We stopped for lunch at a rest area at the top of Wharerata Hill. There is a plaque here which commemorates the completion of major reconstruction of the Wharerata section of State Highway 2 in 1966. The view from this spot is magnificent, looking down on to Poverty Bay and Young Nick's Head. The headland was named after a lad in Captain Cook’s crew, Nicholas Young, who made the first sighting of land, earning himself a gallon of rum and a place in the history book. Captain James Cook and his crew first set foot on New Zealand soil at Kaiti Beach, Gisborne, on 9th October 1769.
Called “Gizzy” by the locals, this is a very busy place. Gisborne certainly embraces the Captain Cook connection and there are several replicas of the Endeavour on high poles throughout the town.
And right in the middle of the main street is the famous clock tower, where several of us sang and danced away 1999 on New Year's Eve as we waited for the year 2000 to arrive. Gisborne was deemed to be the first place in New Zealand to see the new Millennium and we just had to be here for this momentous occasion. After midnight we wandered down to the beach, well rugged up to await the new dawn and the celebrations which unfolded on the beach. Then it was back to our van for a Champagne Breakfast. We were camped in the local High School which opened it’s grounds for caravans, and spent a very enjoyable week here, all that time ago.
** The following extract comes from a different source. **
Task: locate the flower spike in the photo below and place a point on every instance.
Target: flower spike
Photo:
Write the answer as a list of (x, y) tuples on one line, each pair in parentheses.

Captain Cook is honoured with a statue on Waikanae Beach, as is “Young Nick”. Captain Cook and his crew came ashore seeking fresh food and water, and Captain Cook and Maori chief Toka a-Taiau greeted one another. The traditional Maori challenge was made, and unfortunately misunderstood by the English. Shots were fired, killing some Maori men and the ship hurriedly sailed away without the badly needed provisions, and Poverty Bay received it’s name. From here the Endeavour circumnavigated New Zealand, and Captain Cook plotted the first map of this country.
We are camped at the Waikanae Beach Top 10 Holiday Park, just across from the beautiful sweep of Waikanae Beach – the only complaint is that the sites are rather small for a large caravan plus tow car. School holidays are in full swing and the camp has many families camping, as well as plenty of tourists staying. After five days at Putorino without power we are making full use of the facilities and the laundry has been well used, and we have been doing other necessary jobs, like restocking supplies at the supermarket. Robin took his flat tyre in to get repaired – it is now back where it belongs and the spare is once again secured on the back of the caravan. And he has purchased a new bottle jack to replace his old one which leaked hydraulic fluid everywhere.
The beautiful safe Waikanae beach is just over the fence, and we can hear the the waves breaking on the beach from out site, as well as the hum of the busy port close by as men, machines and ships go about their business.